“Hatırladıkça hala kötü oluyorum”

Herkesin kötü anıları vardır.

Reddedilme, terk edilme, aldatılma, yanlış anlaşılma, yalnız kalma, başarısız olma gibi…

Örnekler çeşitlendirilebilir.

Bu anılarınızın herhangi birinin üzerinden 18 ay veya daha uzun bir süre geçmesine rağmen hala aklınıza geldiğinde olumsuz duygular hissediyorsanız zihniniz ve bedeniniz tehlike çanları çalarak sizi uyarmaya çalışıyor demektir.

Bu uyarının tercümesi şudur:

“Başına gelen ve sana zarar veren şu kötü olaydan alman gereken dersleri almadın. Tekrar benzeri bir olay yaşarsan yeniden aynı zararı görebilirsin. Uzak dur, kendini koru!”


İnsanın en yoğun içgüdüsü hayatta kalmaktır.

Düşüncelerini, duygularını, davranışlarını ve yaşam tarzını; hayatta kalma ihtimalini en fazla artıracağını düşündüğü şekilde sürekli düzenlemeye çalışır.

Bu yüzden zihnimiz düşünceler, bedenimiz de duygular vasıtasıyla bize doğru yolda olup olmadığımızı söyleyerek yönlendirmelerde bulunur.

Zarar görebileceğimiz insanlardan, durumlardan ve çevrelerden uzak durmamıza yönelik düşünce ve duygular üretir.

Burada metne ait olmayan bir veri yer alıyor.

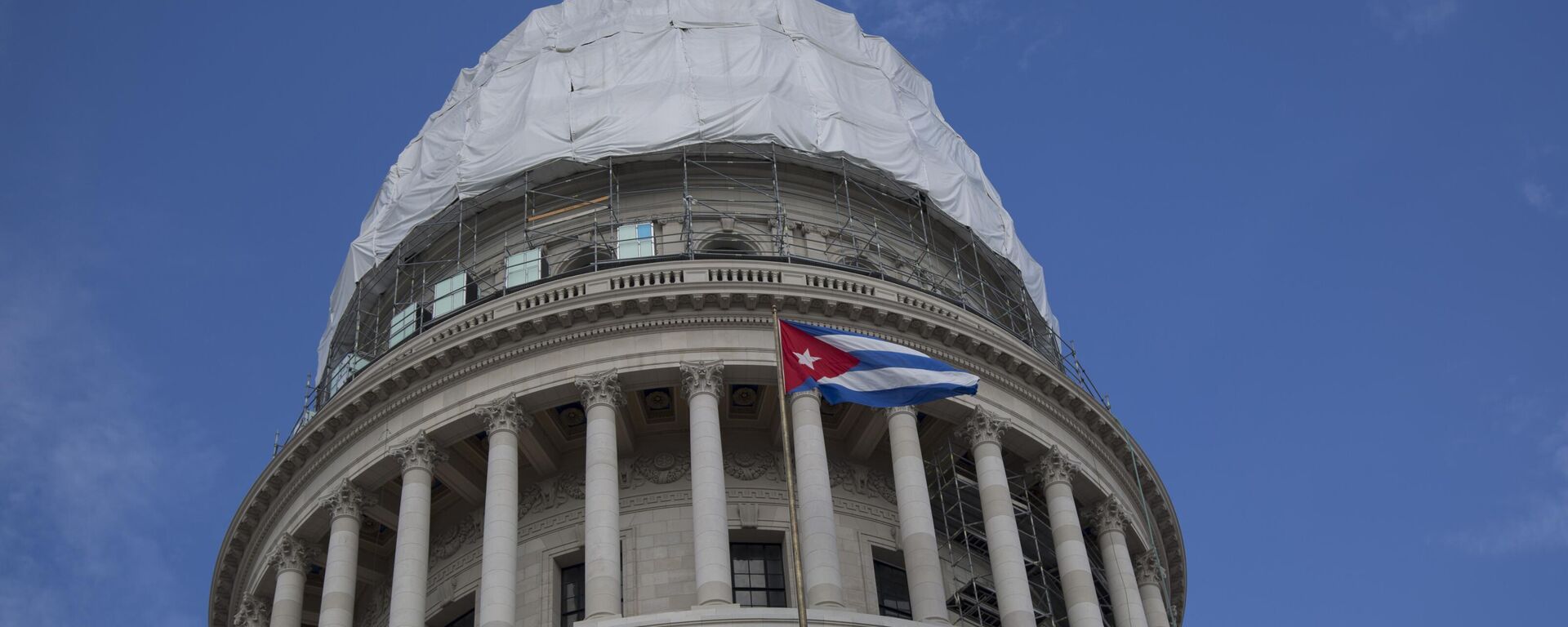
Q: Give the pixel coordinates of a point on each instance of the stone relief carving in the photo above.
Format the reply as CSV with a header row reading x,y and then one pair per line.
x,y
601,388
703,378
880,483
1109,516
1148,569
569,483
417,451
465,531
1054,468
750,466
983,427
375,607
289,555
659,468
253,611
347,499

Bu tip insanların, durumların ve çevrelerin sayısı ne kadar fazlaysa onlardan uzak durma eğilimi de o kadar şiddetli olacaktır.

Bu da beraberinde yalnızlaşmayı getirir.

Ancak insan sosyal bir varlıktır, başka insanlarla etkileşime girdikçe hayattan aldığı keyif artar.

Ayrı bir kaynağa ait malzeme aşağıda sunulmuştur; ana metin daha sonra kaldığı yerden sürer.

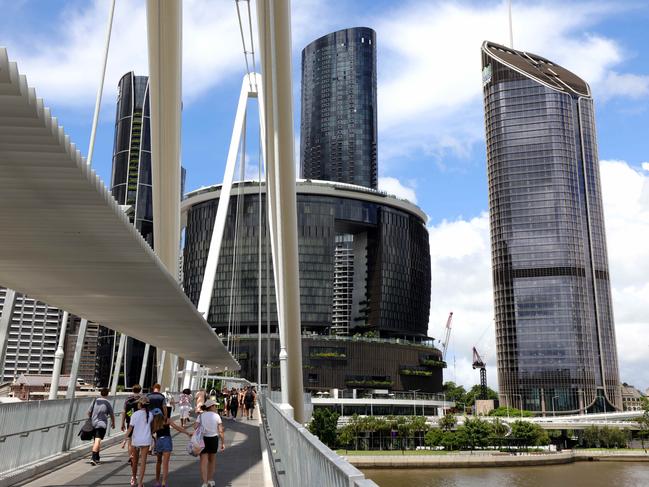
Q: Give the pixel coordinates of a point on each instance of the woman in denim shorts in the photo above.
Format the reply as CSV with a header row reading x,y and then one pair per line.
x,y
161,428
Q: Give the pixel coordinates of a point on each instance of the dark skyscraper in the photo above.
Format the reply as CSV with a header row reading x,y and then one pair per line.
x,y
131,181
338,128
554,320
131,187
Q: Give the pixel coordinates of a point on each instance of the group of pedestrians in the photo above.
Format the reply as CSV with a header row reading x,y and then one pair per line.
x,y
236,400
147,422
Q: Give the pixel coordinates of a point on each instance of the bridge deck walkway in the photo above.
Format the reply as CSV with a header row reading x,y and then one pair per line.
x,y
239,465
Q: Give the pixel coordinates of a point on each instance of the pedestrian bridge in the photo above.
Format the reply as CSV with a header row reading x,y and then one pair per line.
x,y
39,447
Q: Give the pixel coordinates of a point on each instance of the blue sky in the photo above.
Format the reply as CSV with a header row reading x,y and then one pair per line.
x,y
431,133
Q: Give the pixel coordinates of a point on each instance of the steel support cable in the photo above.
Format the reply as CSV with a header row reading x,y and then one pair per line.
x,y
252,42
259,264
240,244
243,42
95,119
235,243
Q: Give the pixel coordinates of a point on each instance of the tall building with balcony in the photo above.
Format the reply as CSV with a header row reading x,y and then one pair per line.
x,y
338,124
354,243
33,337
555,332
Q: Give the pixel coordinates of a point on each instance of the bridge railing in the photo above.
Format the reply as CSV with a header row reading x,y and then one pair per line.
x,y
33,431
300,458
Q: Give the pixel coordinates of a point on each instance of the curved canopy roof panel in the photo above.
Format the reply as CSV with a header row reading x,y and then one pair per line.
x,y
66,242
538,68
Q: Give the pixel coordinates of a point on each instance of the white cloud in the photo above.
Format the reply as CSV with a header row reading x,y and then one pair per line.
x,y
461,273
394,187
461,283
629,85
430,91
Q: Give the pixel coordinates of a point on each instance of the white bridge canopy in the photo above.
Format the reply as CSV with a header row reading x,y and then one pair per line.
x,y
65,241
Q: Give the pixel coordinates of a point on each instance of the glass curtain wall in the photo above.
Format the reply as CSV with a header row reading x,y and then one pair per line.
x,y
554,321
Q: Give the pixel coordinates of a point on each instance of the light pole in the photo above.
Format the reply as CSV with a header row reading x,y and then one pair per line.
x,y
604,403
582,405
553,407
414,401
521,403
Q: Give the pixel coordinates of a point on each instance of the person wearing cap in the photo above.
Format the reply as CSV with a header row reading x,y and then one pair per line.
x,y
161,428
212,430
140,432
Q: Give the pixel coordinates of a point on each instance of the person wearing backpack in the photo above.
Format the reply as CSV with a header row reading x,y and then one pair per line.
x,y
161,428
140,432
249,401
130,406
157,399
234,404
98,413
185,405
212,426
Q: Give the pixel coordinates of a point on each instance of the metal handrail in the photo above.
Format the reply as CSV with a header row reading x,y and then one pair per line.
x,y
45,429
317,461
41,429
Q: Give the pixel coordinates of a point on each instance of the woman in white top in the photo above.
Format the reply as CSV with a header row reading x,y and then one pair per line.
x,y
140,427
212,429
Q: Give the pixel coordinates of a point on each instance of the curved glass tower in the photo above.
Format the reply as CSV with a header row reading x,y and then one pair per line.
x,y
554,320
338,127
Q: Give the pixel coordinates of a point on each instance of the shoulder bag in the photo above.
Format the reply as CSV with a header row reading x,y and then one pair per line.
x,y
87,431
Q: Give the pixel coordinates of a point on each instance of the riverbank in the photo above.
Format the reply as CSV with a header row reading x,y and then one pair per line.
x,y
492,459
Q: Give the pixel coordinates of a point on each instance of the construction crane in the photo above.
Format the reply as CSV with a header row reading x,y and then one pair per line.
x,y
478,363
448,335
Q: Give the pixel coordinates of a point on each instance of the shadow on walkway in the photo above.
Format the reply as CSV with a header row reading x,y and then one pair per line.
x,y
239,465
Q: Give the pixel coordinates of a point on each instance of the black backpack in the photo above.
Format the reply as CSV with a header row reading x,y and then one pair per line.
x,y
130,407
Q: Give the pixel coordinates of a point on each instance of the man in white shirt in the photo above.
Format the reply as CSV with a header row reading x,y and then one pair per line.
x,y
212,430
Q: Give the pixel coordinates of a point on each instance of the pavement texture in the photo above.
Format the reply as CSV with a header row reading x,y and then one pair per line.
x,y
239,465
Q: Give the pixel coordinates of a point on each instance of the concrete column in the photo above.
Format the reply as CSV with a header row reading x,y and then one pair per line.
x,y
5,326
58,358
164,30
118,364
280,28
145,361
74,371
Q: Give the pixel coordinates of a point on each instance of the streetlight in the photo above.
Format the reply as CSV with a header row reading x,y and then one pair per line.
x,y
414,401
553,408
521,402
582,405
604,403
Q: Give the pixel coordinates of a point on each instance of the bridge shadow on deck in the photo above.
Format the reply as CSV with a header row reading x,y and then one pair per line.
x,y
240,465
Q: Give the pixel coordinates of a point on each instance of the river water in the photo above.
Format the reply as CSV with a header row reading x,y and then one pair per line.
x,y
587,474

Bu etkileşimin sıklığı ve derinliği tabii kişiden kişiye değişir.

Önemli olan, insanın yakınında ihtiyaç duyduğu zaman istediği her konuyu konuşabileceği birilerinin olmasıdır.

Bunun için de belli ölçülerde sosyal etkileşim şarttır.

Her sosyal ilişki zarar görme veya zarar verme ihtimalini içinde barındırır.

Bazen zarar gören olursunuz, bazen de zarar veren.

Dikkat edilmesi gereken husus, telafisi mümkün olmayan zarardan uzak durmaktır.

Telafisi mümkün olan zarar doğru değerlendirilirse insanı geliştirir, güçlendirir.

Korunmaya en çok ihtiyaç duyan şey; kırılgan, zayıf ve güçsüz olan şeylerdir.

Başımıza gelen kötü olaylardan çıkarmamız gereken dersleri çıkarmayıp unutmaya çalışırsak, hiç olmamış gibi davranırsak kendimizi geliştirme ihtimalini çöpe atacağımız gibi; başımıza benzer bir olayın gelmesi halinde tekrar benzer bir zararı görmemiz kaçınılmaz olur.

Dolayısıyla; üzerinden 18 ay veya daha fazla zaman geçmesine rağmen hatırladıkça kendinizi hala kötü hissettiğiniz olaylar varsa, unutmaya çalışmak yerine üzerine detaylıca düşünmek kendiniz için yapabileceğiniz en iyi şeylerden biridir.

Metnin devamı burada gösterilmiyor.